Foxhunting in Ireland (Part 2)

Hunt #2

Our second hunting adventure started the night before the hunt with the pre-pre-hunt pub gathering. Here we met up with our Irish contact and his clients, The Belgians. We were all going to hunt together the next day and over Guinness we were asked, with a wink, which one of us would be a greater loss to society, because one of the hirelings was an inexperienced 3-year-old.

Looking perfect
Our Irish liason always looked perfect

The next morning we met our companions in town and followed them to the meet, eliminating the difficulty of finding another elusive pub. When we arrived we headed into the pub for the pre-hunt pub gathering and then it was on to the hunt. On this hunt all of the jumps, banks, and ditches were covered in thick brush. One of our riders nearly came off over stone wall when a small tree got between her knee and the saddle. When jumping ditches we noticed that the locals would often lay on their horse's neck to duck the thickest part of the brush while the horse slid part way down the embankment and then leapt across, popping the rider back upright. We couldn't figure how they stayed on riding this way so we developed the Hillbilly Ditch Jumping Style (instructional video coming soon): point the horse towards the ditch, grab the jumpstrap, and close your eyes. Somehow we emerged on the other side still in the saddle, if a little scratched up. We used to think that stockties were silly and pointless but on this hunt we were thankful that we were wearing them to protect our necks from the brush. While we, and many of the other riders, looked like we had been put through a shredder, our Irish liason looked like he stepped out of a hunt painting. His top hat and tails always looked immaculate and even the carnation in his lapel was completely intact.

Looking a little muddy
One of our riders was a little muddy after the second hunt

At one point in this hunt the hounds were on a run and the only way to keep up with them was to jump a large water trough. One of our horses dunked her hind end into the trough when she tried to jump it. The horse scrambled out but had to run hard to catch up with the field. While trying to catch the field the rider got a bit off balance over a brushy stone wall and would have recovered nicely except, on landing, her horse had to dodge around another rider who was lying on the ground, holding his horses reins. Our rider fell off and wasn't able to keep a hold of her reins and her horse galloped off. The other fallen rider remounted and promised to send the wayward horse back.

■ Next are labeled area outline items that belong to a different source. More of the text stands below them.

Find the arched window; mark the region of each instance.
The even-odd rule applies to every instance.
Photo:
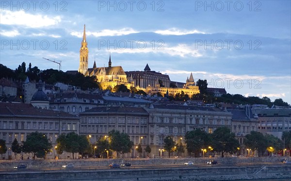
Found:
[[[72,108],[72,112],[73,113],[76,113],[76,107],[75,107],[75,106],[73,106]]]

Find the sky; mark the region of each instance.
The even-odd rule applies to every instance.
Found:
[[[77,70],[121,66],[291,103],[290,0],[1,0],[0,64]]]

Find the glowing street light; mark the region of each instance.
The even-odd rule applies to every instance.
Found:
[[[97,148],[97,146],[95,146],[94,147],[94,156],[93,158],[94,158],[94,159],[95,159],[95,149]]]
[[[248,150],[248,155],[250,156],[250,150],[251,150],[252,149],[247,148],[247,149],[246,149],[246,150]]]

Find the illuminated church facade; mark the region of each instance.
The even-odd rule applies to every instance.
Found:
[[[108,66],[97,67],[96,62],[94,61],[93,68],[88,68],[89,50],[86,40],[85,25],[80,55],[78,72],[85,76],[95,76],[103,90],[109,88],[112,89],[115,86],[123,84],[129,89],[130,87],[135,87],[137,89],[142,90],[149,95],[160,92],[162,95],[175,95],[183,91],[191,97],[199,93],[198,87],[195,85],[192,73],[190,79],[187,78],[186,83],[183,88],[171,88],[169,87],[171,81],[167,75],[150,71],[147,65],[144,72],[129,71],[126,73],[121,66],[112,66],[111,55],[109,56]],[[159,80],[163,82],[164,87],[160,87]]]

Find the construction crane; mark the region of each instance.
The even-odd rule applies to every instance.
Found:
[[[61,67],[62,66],[61,66],[61,63],[62,63],[62,61],[61,61],[61,60],[58,60],[58,61],[59,61],[59,62],[56,62],[55,60],[51,60],[48,59],[47,58],[43,58],[43,58],[44,59],[46,59],[46,60],[48,60],[49,61],[54,62],[56,64],[59,64],[59,71],[61,70]]]

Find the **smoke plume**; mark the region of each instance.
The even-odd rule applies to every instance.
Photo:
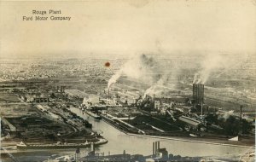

Our rider started to walk in the direction she had last seen the field, wondering what she would do if she wasn't able to find them. Finally an Irish lad came riding up on her horse, helped her mount, and pointed her in the direction of the field. What would we have done without these nice Irish boys retrieving our horses for us?

Looking a little frazzled
We both looked a little frazzled after the second hunt

We were finally reunited with the field, but it didn't last long. While we were waiting our turn to jump the bank into the next field, a farmer drove his tractor into the field and headed towards our group. The men in the field recognized that this would not be a friendly encounter and all chivalry went out the window as they clambered over us to make it over the bank before the angry farmer succeeded in blocking our path. This left the women, children, and Belgians cut off from the rest of the field. We tried to find a way to rejoin the main field, even wading through a river up to our ankles (the riders' ankles, not the horses') but we were unable to catch them because the hounds were running hard. So we were forced to head back to the pub early.

Sleeping Olympic eventer
This Belgian Olympic eventer (Syndey 2000) wanted nothing to do with Hillbilly Farms, so we had to ace him to get this picture

At the post-hunt pub gathering we asked how the terrain of this hunt compared with our next hunt and we were told that our next hunt would be similar but bigger. We were afraid to ask if this also meant brushier. With this information we decided it was time to get ready for the next hunt by moving onto another pub (the post-post-hunt pub gathering). We left that pub and were heading back to the B&B when we ran into the Belgians so we decided to go with them to another pub for a post-post-post-hunt pub gathering (that makes this a five-pub hunt for Hillbilly Farms, for those of you who lost count). This gathering lasted until the barman subtly let us know he was closing by yelling, "GET OUT!" We headed home for the night while The Belgians continued on in search of yet another pub.

Belgians with Hillbilly Farms jacket
The Belgians posing with a Hillbilly Farms jacket (but because they didn't know what a hillbilly was they usually refered to our farm as Billhilly Farms)
Belgians with Lami-Cell jacket
Once the Belgians started posing with jackets we couldn't get them to stop. Here they pose with their Lami-Cell jacket.